Eine Rezension von Kathrin Chod


Sex and Crime am Tiber

Pedro Galvez: Ich, Kaiser Nero

Roman. Aus dem Spanischen von Sabine Giersberg.

Rütten & Loening, Berlin 1998, 264 S.

Wer von Nero spricht, denkt wohl unweigerlich an den verrückten Despoten, der sich zum Künstler berufen sah, wie ihn auch Peter Ustinov in der bekannten „Quo vadis?“-Verfilmung verkörperte: mit der Lyra in der Hand zu schaurig schlechter Melodie und schlechtere Verse schmiedend und sich an dem von ihm in Auftrag gegebenen Brand Roms ergötzend. Doch nicht nur Filme und Bücher vom Schlage des genannten „Quo vadis?“, auch bekannte römische Geschichtsschreiber sind am Monsterimage Neros schuldig. Dank Tacitus und vor allem Sueton halten viele noch heute Nero wohl für den übelsten aller römischen Kaiser, der ein von Sex and Crime bestimmtes Leben führte. Tatsächlich hat er ja seine Mutter Agrippina erschlagen. Seine Berater Petronius und Seneca zwang er zum Selbstmord. Auch wenn Historiker wissen, daß, verglichen mit Caesar oder Tiberius oder gar dem späten Caligula, Nero vergleichsweise harmlos war, bleibt doch das Bild eines psychopathischen Mörders und perversen Wüstlings weitverbreitet.
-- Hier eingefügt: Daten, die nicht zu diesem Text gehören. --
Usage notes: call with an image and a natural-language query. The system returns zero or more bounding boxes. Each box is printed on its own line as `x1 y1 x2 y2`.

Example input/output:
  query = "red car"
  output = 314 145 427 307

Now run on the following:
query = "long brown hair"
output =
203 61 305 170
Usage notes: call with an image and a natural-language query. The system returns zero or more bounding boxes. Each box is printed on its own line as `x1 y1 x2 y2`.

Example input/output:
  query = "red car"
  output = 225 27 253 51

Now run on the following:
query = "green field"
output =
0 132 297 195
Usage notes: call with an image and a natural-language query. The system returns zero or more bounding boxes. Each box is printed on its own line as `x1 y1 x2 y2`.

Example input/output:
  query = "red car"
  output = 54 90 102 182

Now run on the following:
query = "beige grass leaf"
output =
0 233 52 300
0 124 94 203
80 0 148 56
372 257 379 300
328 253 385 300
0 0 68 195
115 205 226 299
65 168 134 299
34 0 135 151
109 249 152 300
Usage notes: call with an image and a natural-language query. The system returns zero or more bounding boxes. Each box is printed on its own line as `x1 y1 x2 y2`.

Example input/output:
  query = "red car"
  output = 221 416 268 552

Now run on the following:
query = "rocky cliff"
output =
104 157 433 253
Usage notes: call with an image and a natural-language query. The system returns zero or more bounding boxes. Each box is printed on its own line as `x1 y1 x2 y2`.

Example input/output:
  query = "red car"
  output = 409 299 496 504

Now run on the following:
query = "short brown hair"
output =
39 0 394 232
Der in Deutschland lebende Spanier Pedro Galvez nähert sich dem Mythos nicht als ein um historische Genauigkeit bemühter Geschichtsschreiber, sondern als Schriftsteller, den vor allem der innere Konflikt seines Helden interessiert. Der Konflikt eines Menschen, der sich zum Künstler berufen fühlt und doch schon siebzehnjährig die Rolle des Staatsmannes übernehmen soll. Galvez wählte für seinen Roman die intime Form des Tagebuchs, welches Nero nach dem Mord an seiner Mutter zu schreiben beginnt, und läßt so die Distanz der Jahrhunderte bröckeln.
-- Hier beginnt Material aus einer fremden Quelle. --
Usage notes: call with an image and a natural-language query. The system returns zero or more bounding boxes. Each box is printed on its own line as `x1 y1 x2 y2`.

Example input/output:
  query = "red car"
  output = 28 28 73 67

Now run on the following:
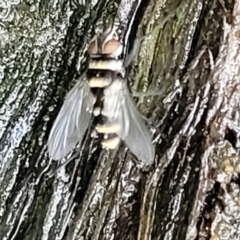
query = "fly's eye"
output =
88 40 98 54
102 39 121 54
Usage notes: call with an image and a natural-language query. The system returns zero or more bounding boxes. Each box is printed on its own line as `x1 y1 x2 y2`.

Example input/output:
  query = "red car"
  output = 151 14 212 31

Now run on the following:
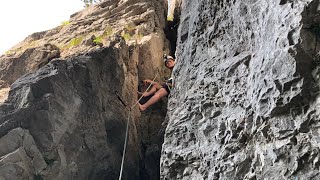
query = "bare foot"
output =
138 103 147 112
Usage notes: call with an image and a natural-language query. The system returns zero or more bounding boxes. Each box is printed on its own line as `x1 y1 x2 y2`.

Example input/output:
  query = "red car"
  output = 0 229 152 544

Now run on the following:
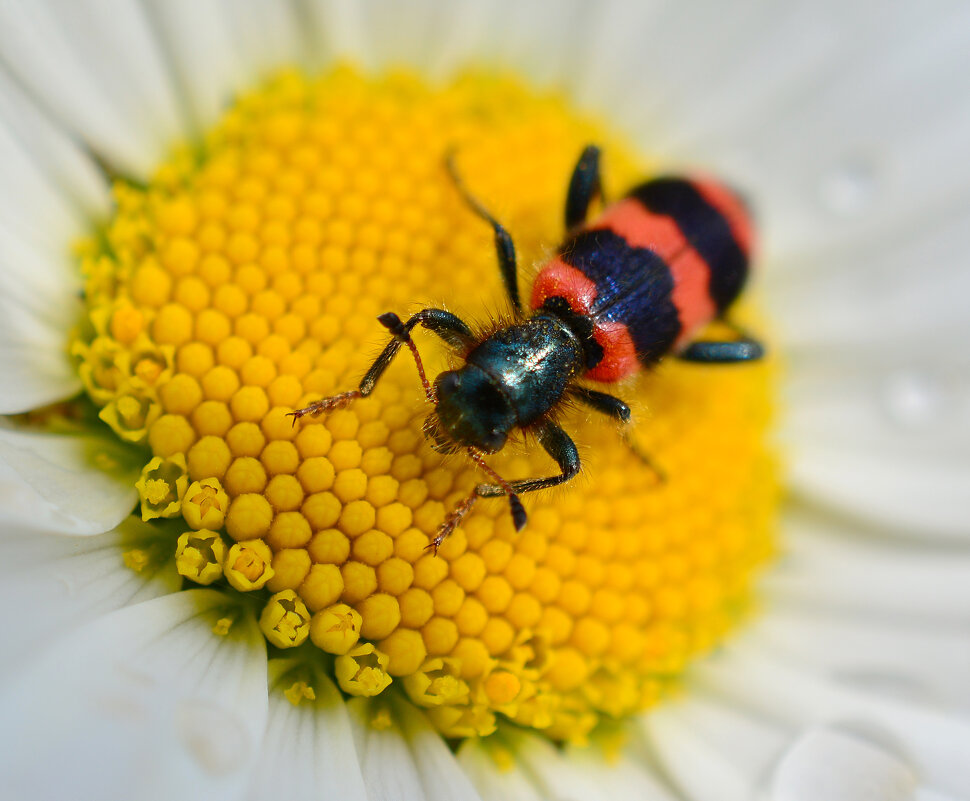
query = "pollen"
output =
71 68 778 741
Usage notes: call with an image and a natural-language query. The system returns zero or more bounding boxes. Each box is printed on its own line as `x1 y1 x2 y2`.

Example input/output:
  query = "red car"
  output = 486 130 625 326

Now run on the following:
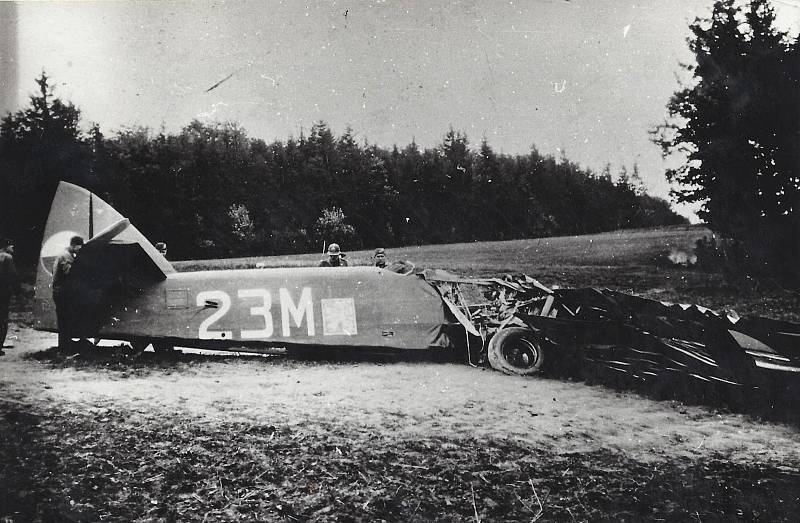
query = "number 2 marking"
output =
197 291 233 340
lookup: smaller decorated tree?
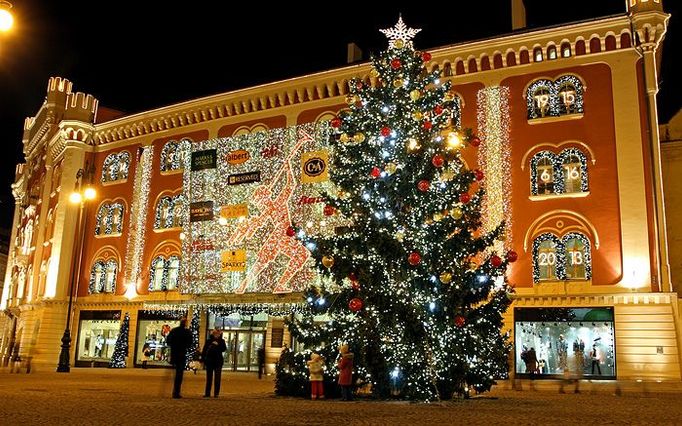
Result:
[185,312,199,370]
[109,312,130,368]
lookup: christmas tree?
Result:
[276,19,517,401]
[185,311,199,370]
[109,312,130,368]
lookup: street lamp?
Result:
[57,169,97,373]
[0,0,14,32]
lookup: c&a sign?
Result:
[301,149,329,183]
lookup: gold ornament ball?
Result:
[450,207,462,219]
[322,256,334,269]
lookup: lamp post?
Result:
[57,169,97,373]
[0,0,14,32]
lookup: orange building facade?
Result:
[0,0,682,380]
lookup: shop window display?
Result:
[76,311,121,367]
[135,318,180,367]
[514,307,616,379]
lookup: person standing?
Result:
[166,317,192,398]
[337,345,353,401]
[201,328,227,398]
[258,346,265,379]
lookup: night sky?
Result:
[0,0,682,228]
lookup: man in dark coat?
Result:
[201,328,227,398]
[166,317,192,398]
Der Leser erfährt von dem Jungen, der sich gegen die übermächtige Mutter nicht durchzusetzen vermag, der sich von ihrem Gewicht fast erdrückt fühlt und der sich selbst noch nach ihrem Tod von ihr in seinen Alpträumen bedrängt glaubt. Einem Menschen, der sein Leben mit der Politik vergeudet sieht, die ihm die Zeit für seine wahre Bestimmung raubt. Galvez läßt in seinem Buch einen Kaiser zwischen Größenwahn und Selbsterkenntnis aufleben. Einen Kaiser, der einerseits in seinem Geburtsdatum ein Ereignis von historischem Bestand sieht, wichtiger als selbst die Entstehungsgeschichte Roms, andererseits sich als bloße Marionette sieht; der im Angesicht verbotener, geheimer Zeremonien der Priesterweihe über Religion philosophiert; der einen aufgeklärten Monarchen abgibt, der sich an Lukrez orientiert, für den das Übernatürliche aus der Unfähigkeit des Menschen resultiert, den Überraschungen des Lebens mit Staunen zu begegnen; einen Träumer, der sein Kaisertum nutzen will, das Imperium der Künste zu errichten: „Die Musen werden die Welt regieren, nicht Mars. Ich werde die Römer an die Klänge der Lyra und der Schalmei anstelle des Löwengebrülls und der Schreie der Opfer im Amphitheater gewöhnen.“ Für den Autor ist Nero ein tragischer Held, der schließlich entsetzt über sich selbst ist, da er genau das Gegenteil erreicht von dem, was er anstrebte. Der erschrickt bei dem Gedanken, daß er eben selbst schuld ist an Senecas Tod: „Ich wollte kein Pittakos sein, der Dichter verbannt, und war doch schlimmer als eine ganze Legion davon, und noch schlimmer werden die sein, die mir folgen. Die künftigen Generationen werden mich deswegen verfluchen.“ Letztlich seine Rolle in der Geschichtschreibung vorahnend, erkennt Nero, daß v i e l e Opfer abstrakt und ohne Gesicht sind und deshalb niemand Caesar oder Alexander verurteilen wird. Sein Muttermord aber und die Ermordung seines Lehrmeisters und seines Freundes werden ihn der Nachwelt als Monster in Erinnerung bleiben lassen.

Genau dieses Bild aber hat Pedro Galvez mit seinem Roman zerstört. In seiner Geschichte entsteht das Porträt einer schillernden, vielgesichtigen Persönlichkeit voll innerer Kämpfe und Widersprüche.